The other day, Ad Age’s CMO Strategy Section ran a column by Harald Vogt on scent marketing. Vogt may not be entirely impartial on the topic – he is the founder and chief marketer of the Scent Marketing Institute – but he makes some good points when he questions why so few marketers employ olfactory marketing strategies:
The Catholic Church, counting one-sixth of the world’s population as their “customers,” has appealed to all five senses for more than 2,000 years. But where is the fragrant experience of Apple, the Port Authority of New York, Delta Airlines, IKEA? They would not only have the need but also the outlets to leave their own scented mark. Any reputable perfumer would have a field day in developing their signature scent. Too far-fetched?
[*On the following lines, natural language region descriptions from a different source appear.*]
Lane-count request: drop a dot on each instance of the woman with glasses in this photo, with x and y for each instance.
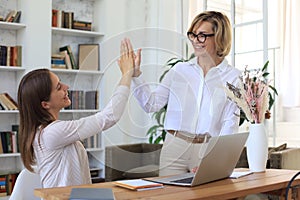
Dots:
(197, 106)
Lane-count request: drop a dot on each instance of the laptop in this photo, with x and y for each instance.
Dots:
(218, 159)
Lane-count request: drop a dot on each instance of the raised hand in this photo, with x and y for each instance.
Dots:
(126, 61)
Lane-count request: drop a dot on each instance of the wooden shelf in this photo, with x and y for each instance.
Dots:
(11, 25)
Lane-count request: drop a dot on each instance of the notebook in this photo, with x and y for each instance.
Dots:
(218, 159)
(91, 194)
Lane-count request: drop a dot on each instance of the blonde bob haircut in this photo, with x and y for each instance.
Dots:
(221, 28)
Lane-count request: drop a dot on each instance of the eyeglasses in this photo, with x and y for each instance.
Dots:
(201, 37)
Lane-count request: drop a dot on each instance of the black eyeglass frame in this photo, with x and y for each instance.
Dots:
(203, 35)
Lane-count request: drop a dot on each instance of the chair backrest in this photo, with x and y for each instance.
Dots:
(25, 185)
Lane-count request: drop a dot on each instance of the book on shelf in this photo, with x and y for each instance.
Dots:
(10, 55)
(82, 25)
(77, 99)
(9, 143)
(7, 183)
(10, 16)
(68, 19)
(88, 58)
(91, 99)
(91, 194)
(67, 59)
(54, 17)
(58, 66)
(138, 184)
(91, 142)
(17, 17)
(70, 53)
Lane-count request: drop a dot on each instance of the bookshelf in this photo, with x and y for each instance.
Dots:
(39, 40)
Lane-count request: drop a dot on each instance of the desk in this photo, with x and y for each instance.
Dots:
(272, 180)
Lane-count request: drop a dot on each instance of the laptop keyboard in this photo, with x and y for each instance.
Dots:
(184, 180)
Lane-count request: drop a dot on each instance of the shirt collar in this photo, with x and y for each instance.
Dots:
(222, 66)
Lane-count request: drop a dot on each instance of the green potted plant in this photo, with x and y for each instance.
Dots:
(156, 133)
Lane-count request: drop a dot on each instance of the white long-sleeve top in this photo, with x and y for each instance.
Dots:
(61, 158)
(195, 103)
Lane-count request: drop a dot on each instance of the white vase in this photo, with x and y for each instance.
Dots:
(257, 148)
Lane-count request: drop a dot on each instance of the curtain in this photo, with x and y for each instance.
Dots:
(290, 86)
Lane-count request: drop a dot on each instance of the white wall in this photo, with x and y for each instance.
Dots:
(153, 25)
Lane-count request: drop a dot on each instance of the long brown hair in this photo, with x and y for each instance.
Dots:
(34, 88)
(221, 27)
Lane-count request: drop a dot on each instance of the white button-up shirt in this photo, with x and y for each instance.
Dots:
(195, 103)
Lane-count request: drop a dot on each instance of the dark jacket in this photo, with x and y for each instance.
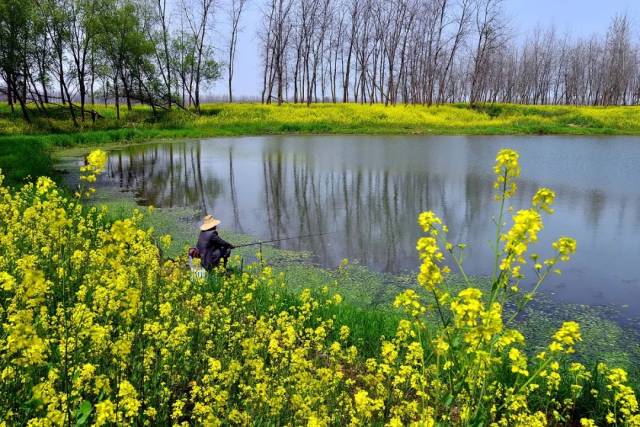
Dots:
(212, 248)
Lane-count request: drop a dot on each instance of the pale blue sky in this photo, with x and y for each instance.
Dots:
(578, 17)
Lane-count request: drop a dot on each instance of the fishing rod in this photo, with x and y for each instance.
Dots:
(260, 242)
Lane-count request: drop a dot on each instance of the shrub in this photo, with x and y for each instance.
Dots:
(98, 328)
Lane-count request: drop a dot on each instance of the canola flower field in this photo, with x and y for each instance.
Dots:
(25, 148)
(99, 328)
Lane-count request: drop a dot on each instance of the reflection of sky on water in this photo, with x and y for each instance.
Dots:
(369, 190)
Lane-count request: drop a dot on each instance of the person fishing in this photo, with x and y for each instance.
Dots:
(211, 248)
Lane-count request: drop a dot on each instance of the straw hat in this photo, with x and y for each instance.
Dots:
(209, 222)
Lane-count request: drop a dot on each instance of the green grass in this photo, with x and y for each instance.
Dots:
(25, 148)
(368, 295)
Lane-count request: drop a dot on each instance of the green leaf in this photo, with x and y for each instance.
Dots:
(83, 413)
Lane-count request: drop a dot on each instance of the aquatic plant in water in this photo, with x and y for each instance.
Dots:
(97, 328)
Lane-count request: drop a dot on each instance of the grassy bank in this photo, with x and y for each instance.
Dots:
(25, 147)
(242, 119)
(103, 327)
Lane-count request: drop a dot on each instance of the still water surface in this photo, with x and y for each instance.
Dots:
(368, 190)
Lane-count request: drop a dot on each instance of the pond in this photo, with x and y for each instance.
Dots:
(367, 191)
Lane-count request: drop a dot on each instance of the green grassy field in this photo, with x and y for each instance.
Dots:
(243, 119)
(25, 147)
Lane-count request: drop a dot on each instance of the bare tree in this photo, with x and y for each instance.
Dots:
(235, 12)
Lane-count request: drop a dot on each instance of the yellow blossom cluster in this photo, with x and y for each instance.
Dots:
(97, 328)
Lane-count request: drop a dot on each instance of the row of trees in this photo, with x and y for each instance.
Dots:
(75, 52)
(437, 51)
(161, 52)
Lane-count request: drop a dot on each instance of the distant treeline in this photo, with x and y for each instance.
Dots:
(438, 51)
(166, 53)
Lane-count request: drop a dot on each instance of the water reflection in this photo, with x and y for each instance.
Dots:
(369, 190)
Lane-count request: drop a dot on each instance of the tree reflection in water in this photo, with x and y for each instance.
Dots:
(369, 191)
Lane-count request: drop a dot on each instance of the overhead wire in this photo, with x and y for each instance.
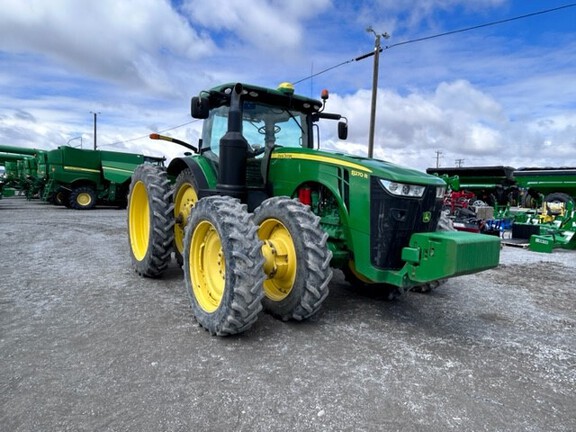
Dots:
(387, 47)
(146, 136)
(448, 33)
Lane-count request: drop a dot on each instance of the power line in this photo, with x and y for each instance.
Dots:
(364, 56)
(160, 131)
(425, 38)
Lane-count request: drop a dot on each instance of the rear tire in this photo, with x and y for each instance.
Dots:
(82, 198)
(150, 220)
(185, 198)
(223, 266)
(297, 258)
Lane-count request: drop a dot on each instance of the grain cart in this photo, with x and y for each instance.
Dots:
(547, 185)
(259, 214)
(491, 184)
(82, 178)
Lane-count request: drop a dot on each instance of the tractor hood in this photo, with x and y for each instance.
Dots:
(373, 167)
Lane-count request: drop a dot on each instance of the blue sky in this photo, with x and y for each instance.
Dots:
(498, 95)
Why don’t you ask the brand builders at Samsung, Singapore Airlines or the airport in Atlanta what their own signature scents are doing for their brands? [From Ad Age CMO Strategy – Don’t Turn Up Your Nose at Scent Marketing by Harald Vogt. Emphasis added.]
I agree with Vogt that truly obvious candidates for scent marketing (hotels, transportation providers, retail stores, etc.) all too often ignore the possibilities of olfactory marketing. Indeed, these businesses often let ambient odors and random byproducts of their product or service define their scent, often not a very good thing.
Vogt makes another interesting point when he points out the resources companies are throwing at social media, the flavor of the day for CMOs:
Many traditional marketing tools have become rusty and are sitting in the bottom of the box. Twitter, the poster child of Marketing 2.0 — or Facebook, MySpace or any social network — cannot deliver in 140 characters what scent can provide in a simple whiff of air. In targeting the sense of smell for your marketing and branding purposes, you create emotions, recall memories (hopefully only good) associated with your brand and distinguish yourself from your competition. [Emphasis added.]
While comparing such disparate media – scent vs. social – may not be entirely fair, the point is still valid. I’m a big fan of the effective use of social media by business, but I also agree that in our typical chase after the latest shiny tool, we do often neglect techniques that are proven and powerful. There’s plenty of evidence to show that scents have a direct pathway to our memories and emotions, and businesses that have the opportunity to use scent for branding should consider it part of their essential toolkit.